Il ciclismo italiano vive un momento di difficoltà.
«Vi mancano squadre e i corridori più importanti militano in team stranieri, ma il movimento soprattutto femminile è florido. Nel 2024 sarà difficile vedere un azzurro trionfare alla Grande Bou­cle, ma uno come Filippo Ganna prima o poi vestirà la maglia gialla. È uno specialista delle cronometro e quando ricapiterà un prologo in avvio di Tour... In ottica classifica generale invece non ha possibilità, in alta montagna è un’altra storia. Anche noi francesi non abbiamo un nome in grado di battagliare alla pari con i big di cui abbiamo parlato prima, ma sono periodi ciclici. Il Belgio ora ha due-tre ottimi corridori, ma l’ultimo loro connazionale in grado di vincere il Tour è stato Lucien Van Impe nel 1976. Basta avere pazienza e continuare a lavorare come sapete fare».

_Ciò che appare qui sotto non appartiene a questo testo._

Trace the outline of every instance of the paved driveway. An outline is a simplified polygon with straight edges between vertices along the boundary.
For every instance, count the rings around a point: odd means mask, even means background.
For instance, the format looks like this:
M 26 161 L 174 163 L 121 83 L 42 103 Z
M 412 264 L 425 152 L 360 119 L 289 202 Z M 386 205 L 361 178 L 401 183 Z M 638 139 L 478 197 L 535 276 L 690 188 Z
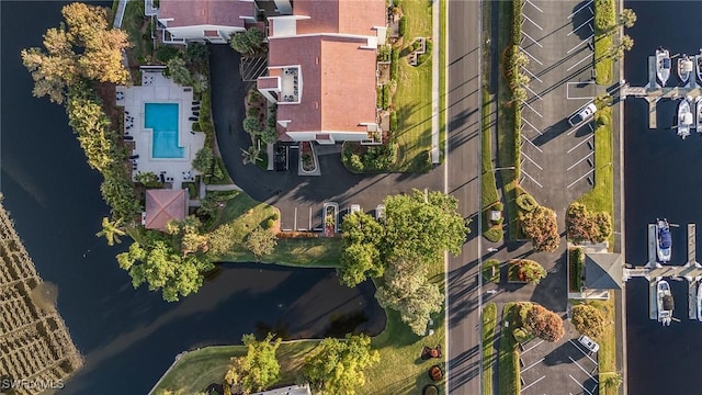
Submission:
M 241 149 L 251 140 L 244 132 L 244 95 L 253 83 L 242 82 L 239 76 L 239 55 L 226 45 L 211 45 L 211 78 L 213 117 L 219 151 L 234 182 L 253 199 L 273 204 L 283 212 L 283 226 L 294 227 L 292 215 L 297 208 L 297 226 L 309 226 L 309 210 L 313 212 L 313 228 L 324 202 L 333 201 L 341 208 L 361 204 L 371 211 L 386 195 L 410 192 L 412 188 L 443 189 L 443 169 L 437 167 L 426 174 L 352 174 L 341 165 L 340 146 L 325 149 L 319 155 L 321 176 L 297 176 L 296 150 L 291 149 L 290 170 L 264 171 L 253 165 L 242 165 Z M 327 148 L 327 147 L 325 147 Z M 305 216 L 303 212 L 306 213 Z M 304 225 L 304 226 L 303 226 Z
M 569 323 L 567 334 L 556 342 L 534 339 L 520 352 L 522 395 L 598 394 L 597 353 L 577 340 Z
M 522 187 L 556 212 L 593 184 L 592 122 L 568 117 L 596 95 L 592 2 L 526 0 L 520 50 L 530 78 L 522 110 Z M 551 191 L 558 190 L 557 195 Z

Cosa si aspetta dalla grande partenza del Tour dal nostro paese?
«Sarà una festa della bici. Mi aspetto tanto pubblico, una bella organizzazione e un successo come quello registrato in Spagna e Danimarca negli anni passati. Non mancherò e ne approfitterò come sempre per mangiare e bere bene. Siete sempre molto ospitali e vado pazzo per la vostra cucina. Potrei andare avanti all’infinito a pasta e ri­sotto con un buon bicchiere di vino e magari anche un limoncello o una grappa, come quella che con Francesco Mo­ser ci bevevamo prima delle tappe del Giro».

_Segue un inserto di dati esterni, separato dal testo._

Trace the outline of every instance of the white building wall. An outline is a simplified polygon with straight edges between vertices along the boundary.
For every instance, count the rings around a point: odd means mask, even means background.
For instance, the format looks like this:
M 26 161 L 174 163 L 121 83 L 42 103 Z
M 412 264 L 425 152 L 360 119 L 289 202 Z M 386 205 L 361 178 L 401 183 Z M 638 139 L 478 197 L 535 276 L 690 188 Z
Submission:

Oltre al ciclismo, cosa c’è nella vita di tutti i giorni di Bernard Hinault?
«Mia moglie Martine, che pedala più di me, i nostri figli Mickaël, classe 1975, e Alexandre, del 1981, che da ragazzi hanno praticato tennis, calcio, motocross e ogni volta venivano paragonati a me. “Non sei bravo come tuo padre” dicevano loro, se avessi saputo che sarei diventato così famoso avrei dato loro il cognome di mia moglie per farli vivere più sereni. Ci riusciranno i miei nipoti, Lucien di 7 anni e Armand di 9. Per ora si divertono con il rugby, il calcio, il tennis e la bici. Il piccolo sgomma nel vialetto di casa con la mtb e poi dice: “nonno, hai visto che la bici fu­ma?”. Ci tengo che pratichino sport, se sarà il ciclismo o un’altra disciplina sa­rà una loro scelta. A me ha insegnato il gioco di squadra, a fare gruppo con compagni e personale, a rapportarmi con la gente. In tv oltre al ciclismo se­guo soprattutto automobilismo e motociclismo, continuo ad amare lo sport a 360°».
Chiudiamo con un saluto ai lettori di tuttoBICI.
«La vita è fantastica e se si ha una passione lo è ancora di più. Vi invito ad approfittare del vostro bellissimo Pae­se per andare in bici, in salita, in collina, in pianura. Avete tutti i terreni che si possano desiderare. E venite alla grande partenza del Tour de France 2024, sarà una festa indimenticabile e un’occasione unica. Ci vediamo lì».